Patrick Ittrich
- Born: 3 January 1979 (age 47) Hamburg, West Germany
- Other occupation: Police officer

Domestic
- Years: League / Role
- 2003–2026: DFB / Referee
- 2009–2026: 2. Bundesliga / Referee
- 2016–2026: Bundesliga / Referee

= Patrick Ittrich =

German football referee (born 1979)

Patrick Ittrich (born 3 January 1979) is a German football referee who is based in Hamburg. He referees for Mümmelmannsberger SV of the Hamburg Football Association.

==Refereeing career==
Ittrich, referee of the club Mümmelmannsberger SV, has been a DFB level referee since 2003. Since then he officiated numerous matches in the Oberliga, Regionalliga, and 3. Liga. He was then appointed to officiate in the 2. Bundesliga in the 2009–10 season, and also was a referee in the DFB-Pokal the following season. Ittrich also was an assistant referee in a few FIFA and UEFA matches.
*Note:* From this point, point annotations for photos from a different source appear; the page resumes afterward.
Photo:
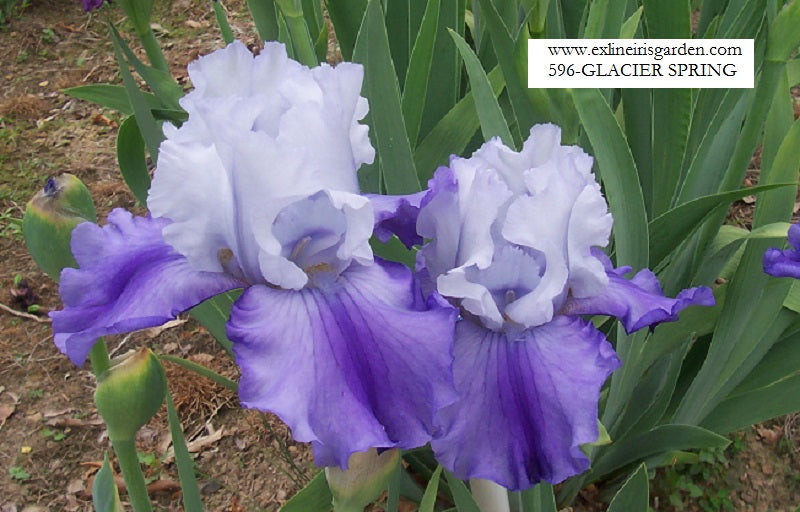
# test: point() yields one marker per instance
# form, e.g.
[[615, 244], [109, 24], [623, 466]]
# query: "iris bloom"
[[786, 263], [258, 190], [513, 244]]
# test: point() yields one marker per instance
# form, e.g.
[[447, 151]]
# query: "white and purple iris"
[[258, 190], [513, 243], [786, 263]]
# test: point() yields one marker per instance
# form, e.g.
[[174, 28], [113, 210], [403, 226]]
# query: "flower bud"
[[49, 219], [366, 477], [129, 393]]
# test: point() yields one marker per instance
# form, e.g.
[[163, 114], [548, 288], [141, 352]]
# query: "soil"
[[51, 438]]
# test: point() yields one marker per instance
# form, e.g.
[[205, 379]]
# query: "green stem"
[[132, 473], [153, 50], [222, 21], [99, 357]]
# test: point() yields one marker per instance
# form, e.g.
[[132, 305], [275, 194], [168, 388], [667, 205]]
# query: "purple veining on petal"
[[349, 366], [397, 215], [128, 279], [786, 263], [638, 302], [527, 404]]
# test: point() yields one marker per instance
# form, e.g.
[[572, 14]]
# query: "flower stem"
[[132, 473], [489, 496], [99, 358], [153, 50]]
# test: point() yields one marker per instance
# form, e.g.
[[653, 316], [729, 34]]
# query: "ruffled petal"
[[785, 263], [638, 302], [397, 215], [527, 404], [128, 279], [356, 365]]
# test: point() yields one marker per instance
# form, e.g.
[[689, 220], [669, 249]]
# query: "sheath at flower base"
[[786, 263], [514, 243], [258, 190]]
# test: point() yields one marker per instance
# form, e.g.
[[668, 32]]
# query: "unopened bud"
[[49, 219], [366, 477]]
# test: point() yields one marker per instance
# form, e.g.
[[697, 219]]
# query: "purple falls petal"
[[785, 263], [128, 279], [527, 404], [356, 365], [397, 215], [638, 302]]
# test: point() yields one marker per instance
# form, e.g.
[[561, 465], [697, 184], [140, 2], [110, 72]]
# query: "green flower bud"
[[366, 477], [49, 219], [104, 490], [129, 393]]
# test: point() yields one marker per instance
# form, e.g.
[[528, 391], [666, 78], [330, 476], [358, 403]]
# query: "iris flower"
[[514, 242], [786, 263], [258, 190]]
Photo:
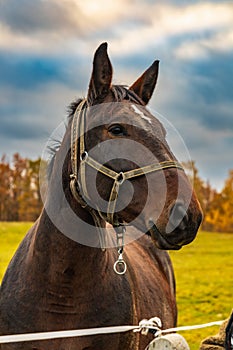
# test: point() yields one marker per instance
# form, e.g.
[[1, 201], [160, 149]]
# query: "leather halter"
[[78, 185]]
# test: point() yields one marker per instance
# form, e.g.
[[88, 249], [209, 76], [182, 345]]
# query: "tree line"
[[20, 198]]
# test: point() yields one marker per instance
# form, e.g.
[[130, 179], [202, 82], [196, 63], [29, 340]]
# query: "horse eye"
[[117, 130]]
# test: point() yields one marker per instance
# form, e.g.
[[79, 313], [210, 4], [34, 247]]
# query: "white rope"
[[96, 331], [64, 334], [189, 328]]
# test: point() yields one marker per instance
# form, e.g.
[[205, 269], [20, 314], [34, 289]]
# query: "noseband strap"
[[78, 185]]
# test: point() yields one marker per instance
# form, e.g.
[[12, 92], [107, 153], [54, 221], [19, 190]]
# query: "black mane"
[[120, 93]]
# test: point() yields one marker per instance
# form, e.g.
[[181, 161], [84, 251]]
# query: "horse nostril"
[[178, 216]]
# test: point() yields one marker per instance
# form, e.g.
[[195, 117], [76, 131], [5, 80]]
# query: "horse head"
[[121, 167]]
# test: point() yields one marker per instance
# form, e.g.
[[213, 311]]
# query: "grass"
[[11, 233], [204, 283], [203, 272]]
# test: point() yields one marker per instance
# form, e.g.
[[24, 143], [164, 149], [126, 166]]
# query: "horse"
[[68, 272]]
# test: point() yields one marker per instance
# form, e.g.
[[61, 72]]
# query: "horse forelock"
[[119, 93]]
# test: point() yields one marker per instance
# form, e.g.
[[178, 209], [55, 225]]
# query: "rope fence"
[[145, 326]]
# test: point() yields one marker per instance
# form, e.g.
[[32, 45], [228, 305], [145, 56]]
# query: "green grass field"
[[204, 277]]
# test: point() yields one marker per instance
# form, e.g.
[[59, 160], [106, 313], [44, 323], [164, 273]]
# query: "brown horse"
[[59, 278]]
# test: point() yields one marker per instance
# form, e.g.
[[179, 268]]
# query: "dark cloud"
[[30, 72], [38, 15]]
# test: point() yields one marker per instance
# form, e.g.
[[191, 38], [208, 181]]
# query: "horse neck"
[[60, 255]]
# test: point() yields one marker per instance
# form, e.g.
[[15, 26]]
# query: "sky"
[[46, 53]]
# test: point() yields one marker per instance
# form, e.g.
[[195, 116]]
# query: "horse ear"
[[145, 85], [101, 74]]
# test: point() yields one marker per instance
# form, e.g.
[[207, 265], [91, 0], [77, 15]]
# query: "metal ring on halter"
[[120, 266], [83, 156], [120, 178]]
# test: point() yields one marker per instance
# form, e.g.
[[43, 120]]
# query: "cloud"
[[46, 52]]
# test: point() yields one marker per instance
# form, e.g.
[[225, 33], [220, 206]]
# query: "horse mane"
[[120, 93]]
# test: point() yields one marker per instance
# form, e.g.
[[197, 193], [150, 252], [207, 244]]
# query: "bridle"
[[78, 178]]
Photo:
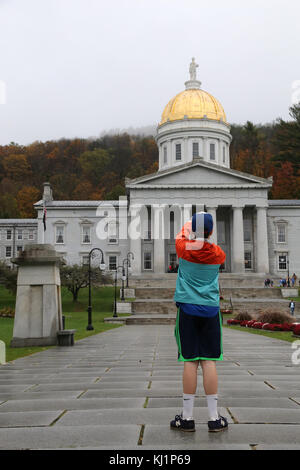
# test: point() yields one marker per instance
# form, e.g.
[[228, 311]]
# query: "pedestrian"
[[292, 306], [198, 329]]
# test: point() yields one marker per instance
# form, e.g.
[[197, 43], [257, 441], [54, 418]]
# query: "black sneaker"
[[219, 425], [187, 425]]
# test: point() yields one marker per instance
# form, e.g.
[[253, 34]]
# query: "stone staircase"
[[154, 303]]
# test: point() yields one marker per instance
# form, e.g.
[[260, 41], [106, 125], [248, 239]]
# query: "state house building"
[[193, 138]]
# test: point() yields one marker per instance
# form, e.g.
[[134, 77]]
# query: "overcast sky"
[[75, 68]]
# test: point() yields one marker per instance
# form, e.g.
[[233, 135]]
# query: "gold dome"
[[193, 103]]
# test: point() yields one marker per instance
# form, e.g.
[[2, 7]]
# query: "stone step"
[[255, 306], [161, 306]]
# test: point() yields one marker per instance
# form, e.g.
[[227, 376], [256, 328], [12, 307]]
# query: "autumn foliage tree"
[[95, 169]]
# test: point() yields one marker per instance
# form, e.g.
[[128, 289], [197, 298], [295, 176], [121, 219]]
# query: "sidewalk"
[[121, 388]]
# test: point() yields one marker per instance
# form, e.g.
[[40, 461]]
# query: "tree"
[[94, 164], [16, 167], [75, 277], [286, 184], [287, 139]]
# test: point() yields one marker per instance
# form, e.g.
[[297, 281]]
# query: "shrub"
[[243, 316], [271, 316], [7, 312], [233, 321]]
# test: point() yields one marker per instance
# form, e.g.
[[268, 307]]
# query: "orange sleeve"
[[182, 238], [203, 253]]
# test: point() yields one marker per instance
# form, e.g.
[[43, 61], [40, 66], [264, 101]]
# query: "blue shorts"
[[198, 338]]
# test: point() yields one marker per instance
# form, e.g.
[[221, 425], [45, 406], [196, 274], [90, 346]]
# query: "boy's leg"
[[189, 381], [210, 384], [190, 377]]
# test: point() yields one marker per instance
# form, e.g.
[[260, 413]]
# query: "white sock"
[[188, 406], [212, 404]]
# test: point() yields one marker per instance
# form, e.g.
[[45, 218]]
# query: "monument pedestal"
[[38, 315]]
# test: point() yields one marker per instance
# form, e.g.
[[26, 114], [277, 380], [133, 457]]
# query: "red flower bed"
[[233, 322], [294, 327]]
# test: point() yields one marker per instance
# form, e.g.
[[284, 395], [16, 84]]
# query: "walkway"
[[121, 388]]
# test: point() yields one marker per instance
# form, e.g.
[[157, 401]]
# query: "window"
[[178, 151], [221, 229], [147, 232], [112, 232], [60, 229], [30, 235], [165, 156], [8, 252], [172, 259], [281, 233], [85, 259], [195, 149], [172, 233], [247, 230], [147, 260], [282, 262], [86, 234], [248, 260], [112, 262]]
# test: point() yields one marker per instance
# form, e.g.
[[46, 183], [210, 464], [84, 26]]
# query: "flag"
[[44, 217]]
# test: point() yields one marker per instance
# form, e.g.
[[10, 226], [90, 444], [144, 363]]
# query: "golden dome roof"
[[193, 103]]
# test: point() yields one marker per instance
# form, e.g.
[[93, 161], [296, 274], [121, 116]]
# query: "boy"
[[198, 324]]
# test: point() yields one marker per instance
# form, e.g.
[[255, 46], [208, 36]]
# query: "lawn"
[[75, 317], [282, 335]]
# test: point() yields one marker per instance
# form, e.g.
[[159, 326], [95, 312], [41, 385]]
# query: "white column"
[[185, 157], [238, 251], [159, 239], [135, 234], [213, 212], [262, 241]]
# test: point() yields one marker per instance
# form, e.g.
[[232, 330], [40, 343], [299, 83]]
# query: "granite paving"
[[120, 389]]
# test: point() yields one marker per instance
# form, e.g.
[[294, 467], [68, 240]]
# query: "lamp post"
[[123, 279], [128, 258], [102, 267]]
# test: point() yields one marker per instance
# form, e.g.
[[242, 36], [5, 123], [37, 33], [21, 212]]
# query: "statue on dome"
[[193, 69]]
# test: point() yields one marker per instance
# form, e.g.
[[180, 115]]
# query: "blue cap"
[[202, 224]]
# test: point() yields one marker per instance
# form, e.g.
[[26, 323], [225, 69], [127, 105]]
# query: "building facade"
[[15, 234]]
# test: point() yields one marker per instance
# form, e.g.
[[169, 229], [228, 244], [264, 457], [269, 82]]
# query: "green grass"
[[75, 317]]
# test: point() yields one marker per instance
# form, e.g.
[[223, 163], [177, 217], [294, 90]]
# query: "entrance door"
[[223, 229]]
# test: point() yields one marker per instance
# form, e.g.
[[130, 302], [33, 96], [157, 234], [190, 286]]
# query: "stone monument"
[[38, 315]]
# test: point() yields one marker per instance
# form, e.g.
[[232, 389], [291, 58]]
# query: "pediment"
[[201, 174]]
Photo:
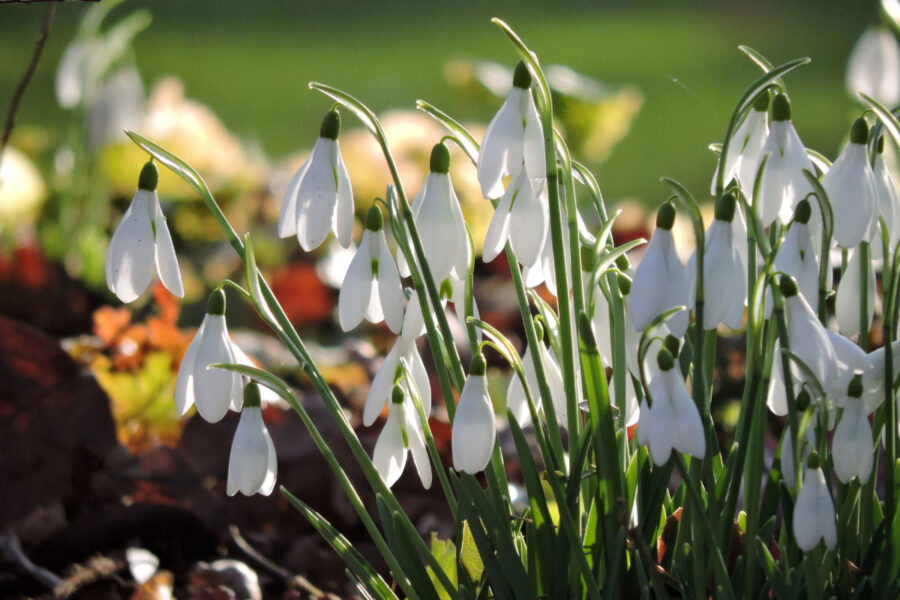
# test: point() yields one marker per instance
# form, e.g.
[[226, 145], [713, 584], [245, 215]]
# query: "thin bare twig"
[[39, 44]]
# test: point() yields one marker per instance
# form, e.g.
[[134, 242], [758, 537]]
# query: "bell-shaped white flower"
[[850, 184], [849, 295], [474, 429], [214, 391], [440, 222], [517, 402], [874, 67], [724, 274], [523, 218], [672, 420], [372, 286], [252, 465], [404, 349], [514, 140], [402, 435], [658, 282], [745, 148], [783, 184], [319, 197], [140, 243], [814, 517]]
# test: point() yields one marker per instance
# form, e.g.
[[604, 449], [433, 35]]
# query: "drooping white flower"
[[659, 282], [745, 148], [513, 141], [372, 286], [516, 400], [850, 184], [874, 67], [402, 435], [783, 184], [214, 391], [140, 243], [672, 420], [252, 465], [474, 429], [724, 274], [523, 218], [439, 221], [319, 197], [814, 518]]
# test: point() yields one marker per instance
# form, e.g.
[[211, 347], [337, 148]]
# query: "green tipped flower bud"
[[813, 461], [440, 159], [149, 177], [761, 104], [803, 212], [374, 218], [725, 206], [665, 217], [672, 344], [331, 125], [859, 131], [477, 366], [665, 360], [781, 108], [397, 394], [251, 394], [788, 286], [854, 390], [521, 77], [216, 303]]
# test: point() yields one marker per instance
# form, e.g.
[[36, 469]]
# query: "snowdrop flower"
[[371, 286], [847, 302], [783, 183], [814, 518], [252, 466], [658, 283], [523, 218], [850, 184], [404, 349], [474, 429], [745, 148], [439, 221], [514, 140], [874, 67], [672, 420], [140, 242], [402, 435], [853, 447], [319, 197], [214, 391], [516, 400], [724, 273]]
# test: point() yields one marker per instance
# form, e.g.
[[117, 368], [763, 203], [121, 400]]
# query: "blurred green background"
[[250, 62]]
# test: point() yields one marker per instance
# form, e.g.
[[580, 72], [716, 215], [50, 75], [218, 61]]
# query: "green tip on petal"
[[665, 218], [216, 303], [725, 206], [859, 131], [251, 394], [331, 125], [374, 219], [761, 104], [665, 360], [149, 177], [781, 108], [522, 78], [803, 212], [440, 159], [477, 366]]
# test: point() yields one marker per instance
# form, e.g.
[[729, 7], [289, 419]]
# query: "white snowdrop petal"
[[131, 254]]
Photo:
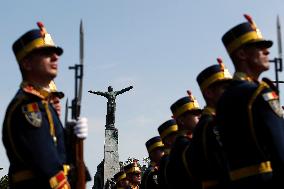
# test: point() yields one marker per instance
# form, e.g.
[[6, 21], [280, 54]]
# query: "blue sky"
[[158, 46]]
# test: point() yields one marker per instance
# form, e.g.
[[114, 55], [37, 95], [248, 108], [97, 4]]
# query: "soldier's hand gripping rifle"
[[278, 60], [80, 180]]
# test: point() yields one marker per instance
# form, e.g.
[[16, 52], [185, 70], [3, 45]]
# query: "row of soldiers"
[[237, 140]]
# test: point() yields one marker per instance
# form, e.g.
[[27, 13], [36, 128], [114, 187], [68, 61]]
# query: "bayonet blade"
[[279, 38]]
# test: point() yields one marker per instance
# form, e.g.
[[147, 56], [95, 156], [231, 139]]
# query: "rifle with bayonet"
[[278, 60], [80, 177]]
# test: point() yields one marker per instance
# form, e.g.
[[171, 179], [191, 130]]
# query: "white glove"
[[81, 128]]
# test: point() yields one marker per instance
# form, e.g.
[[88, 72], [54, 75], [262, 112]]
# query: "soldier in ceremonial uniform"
[[186, 112], [155, 148], [168, 132], [205, 155], [133, 175], [121, 181], [249, 116], [32, 132]]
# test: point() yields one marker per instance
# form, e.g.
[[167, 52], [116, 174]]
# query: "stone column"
[[111, 158]]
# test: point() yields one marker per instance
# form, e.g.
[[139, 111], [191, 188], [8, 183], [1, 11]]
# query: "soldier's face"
[[43, 63], [157, 154], [190, 119], [257, 59], [136, 178], [123, 183]]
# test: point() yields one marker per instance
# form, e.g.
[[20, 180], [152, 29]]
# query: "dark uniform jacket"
[[150, 178], [34, 139], [179, 176], [162, 172], [205, 155], [251, 125]]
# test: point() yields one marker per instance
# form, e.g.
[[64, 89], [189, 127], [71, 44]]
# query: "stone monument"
[[111, 158]]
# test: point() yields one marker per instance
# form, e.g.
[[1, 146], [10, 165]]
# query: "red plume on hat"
[[42, 28], [220, 62], [250, 20]]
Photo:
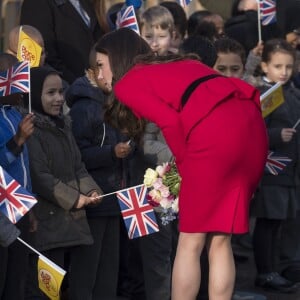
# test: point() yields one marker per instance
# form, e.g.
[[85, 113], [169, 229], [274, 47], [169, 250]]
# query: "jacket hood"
[[83, 89]]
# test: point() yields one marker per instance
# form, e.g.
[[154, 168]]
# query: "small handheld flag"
[[271, 99], [15, 79], [126, 18], [184, 3], [50, 277], [276, 163], [137, 213], [15, 201], [28, 49]]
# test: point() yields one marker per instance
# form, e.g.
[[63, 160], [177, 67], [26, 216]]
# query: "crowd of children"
[[79, 142]]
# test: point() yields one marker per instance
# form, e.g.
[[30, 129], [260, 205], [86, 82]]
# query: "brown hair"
[[157, 16]]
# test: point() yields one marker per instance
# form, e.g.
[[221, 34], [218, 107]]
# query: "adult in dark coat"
[[101, 149], [60, 181], [68, 39]]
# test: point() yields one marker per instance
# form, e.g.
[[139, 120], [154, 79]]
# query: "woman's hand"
[[83, 201]]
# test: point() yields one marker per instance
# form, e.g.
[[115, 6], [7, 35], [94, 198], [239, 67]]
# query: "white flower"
[[150, 177], [165, 203], [155, 195], [162, 169]]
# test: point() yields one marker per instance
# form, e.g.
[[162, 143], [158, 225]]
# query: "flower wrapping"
[[164, 185]]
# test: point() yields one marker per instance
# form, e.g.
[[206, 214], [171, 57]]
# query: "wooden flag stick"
[[31, 248], [259, 21]]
In November 2011, Ittrich helped save the life of referee Babak Rafati with the help of Holger Henschel and Frank Willenborg, other members of the refereeing team. Before the Bundesliga match between 1. FC Köln and Mainz 05, they found Rafati had attempted to kill himself in his hotel room. Rafati was then rushed into intensive care.

In January 2016, he was promoted to officiate in the Bundesliga. He made his debut on 13 February 2016 in the match between VfL Wolfsburg and FC Ingolstadt.

Ittrich has suffered three ACL tears in his career: in 1999 and 2000 on the left, and on the right knee in 2012.

In March 2026, he announced his retirement at the end of the 2025–26 season.

==Personal life==
Ittrich works as a police officer, and currently resides in Hamburg.